軽量なろうリーダー

作品タイトル不明

公害問題

第49話 公害問題

ヤマタニが設計した煙突フィルター。

だが、思わぬ問題が発生していた。

「煙が、うまく抜けない……?」

フィルターで煤や有害物質はある程度除去できる。

しかしその分、排気の流れが悪くなり、煙が滞留してしまうのだ。

このままでは、逆に工場内や周辺に煙が漏れ出す危険がある。

対策はすぐに講じられた。

排ガスを一度で出さず、再びフィルターへ循環させる多段処理。

さらに煙突そのものを高くし、上空へと拡散させる構造へ変更。

加えて――

「フィルターは定期的に交換・洗浄する。放置は許さない。」

維持管理の仕組みも整えた。

当然、コストは跳ね上がる。

だが。

「人を救うための工場が、人を苦しめる道具になってはならない。」

ヤマタニは迷わなかった。

「利益は後で取り返せばいい。だが、人の命は戻らない。」

それが、管理者としての責務だった。

一方――溶鉱炉の街。

そこに改善はなかった。

直談判した者は、冷たい骸となって帰ってくる。

そんな噂が広まり、誰も声を上げなくなっていた。

咳き込む子供。

弱っていく女房。

黒く染まった空。

「……もう無理だ。
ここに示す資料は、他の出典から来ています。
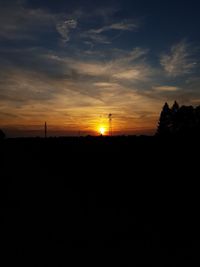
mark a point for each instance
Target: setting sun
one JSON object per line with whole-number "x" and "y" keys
{"x": 102, "y": 130}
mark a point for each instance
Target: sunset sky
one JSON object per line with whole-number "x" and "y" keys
{"x": 72, "y": 62}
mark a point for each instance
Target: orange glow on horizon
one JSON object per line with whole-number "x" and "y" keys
{"x": 102, "y": 130}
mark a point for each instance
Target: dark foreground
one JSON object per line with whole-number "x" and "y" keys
{"x": 100, "y": 202}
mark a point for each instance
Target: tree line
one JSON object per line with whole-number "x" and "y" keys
{"x": 184, "y": 120}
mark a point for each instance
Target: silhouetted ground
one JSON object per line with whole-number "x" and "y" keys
{"x": 121, "y": 201}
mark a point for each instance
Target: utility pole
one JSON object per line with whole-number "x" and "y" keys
{"x": 110, "y": 124}
{"x": 45, "y": 130}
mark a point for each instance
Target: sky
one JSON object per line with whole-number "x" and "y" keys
{"x": 71, "y": 63}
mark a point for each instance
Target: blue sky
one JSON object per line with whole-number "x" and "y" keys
{"x": 71, "y": 63}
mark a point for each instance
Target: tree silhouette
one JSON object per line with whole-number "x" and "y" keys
{"x": 184, "y": 120}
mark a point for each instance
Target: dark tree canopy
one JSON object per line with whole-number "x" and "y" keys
{"x": 184, "y": 120}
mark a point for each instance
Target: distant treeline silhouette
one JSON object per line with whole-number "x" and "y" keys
{"x": 184, "y": 120}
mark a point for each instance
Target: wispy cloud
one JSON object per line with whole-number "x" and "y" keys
{"x": 179, "y": 60}
{"x": 64, "y": 28}
{"x": 121, "y": 26}
{"x": 165, "y": 88}
{"x": 98, "y": 35}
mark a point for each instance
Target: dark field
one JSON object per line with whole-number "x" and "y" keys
{"x": 120, "y": 201}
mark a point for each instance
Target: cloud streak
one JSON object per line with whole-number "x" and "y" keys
{"x": 64, "y": 28}
{"x": 178, "y": 61}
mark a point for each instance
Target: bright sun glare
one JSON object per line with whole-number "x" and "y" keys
{"x": 102, "y": 130}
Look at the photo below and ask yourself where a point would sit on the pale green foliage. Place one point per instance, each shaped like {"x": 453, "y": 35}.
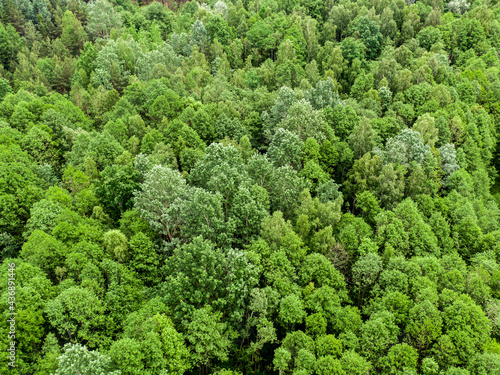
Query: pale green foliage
{"x": 163, "y": 56}
{"x": 458, "y": 6}
{"x": 116, "y": 244}
{"x": 285, "y": 149}
{"x": 304, "y": 120}
{"x": 405, "y": 147}
{"x": 448, "y": 159}
{"x": 286, "y": 97}
{"x": 77, "y": 359}
{"x": 156, "y": 201}
{"x": 323, "y": 95}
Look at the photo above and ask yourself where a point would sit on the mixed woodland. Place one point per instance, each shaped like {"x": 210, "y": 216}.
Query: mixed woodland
{"x": 289, "y": 187}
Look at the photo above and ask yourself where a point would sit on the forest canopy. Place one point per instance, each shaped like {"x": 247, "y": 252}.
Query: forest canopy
{"x": 292, "y": 187}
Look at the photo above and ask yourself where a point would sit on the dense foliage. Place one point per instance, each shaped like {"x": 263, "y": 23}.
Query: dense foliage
{"x": 251, "y": 187}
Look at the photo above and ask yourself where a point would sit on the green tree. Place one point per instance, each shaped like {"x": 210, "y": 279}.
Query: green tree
{"x": 209, "y": 337}
{"x": 78, "y": 359}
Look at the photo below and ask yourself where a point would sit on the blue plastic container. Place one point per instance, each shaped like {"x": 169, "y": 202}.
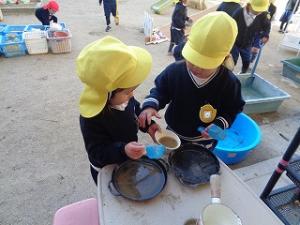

」

家を捨て、街を去る者が出始める。

残ったのは、行き場のない者たちだけだった。

人が減り、店は閉まり、治安も崩れていく。

街は急速に荒れていった。

――スラム化。

その言葉が現実になりつつあった。

そんな中、ある噂が広がる。

「煙をどうにかしてくれる領主様がいるらしい。」

半信半疑でも、人は希望にすがる。

「……そこへ行けば、普通に暮らせるのかもしれねえ。」

人々は、少しずつその地を目指し始めた。

――街は、崩壊へと加速していく。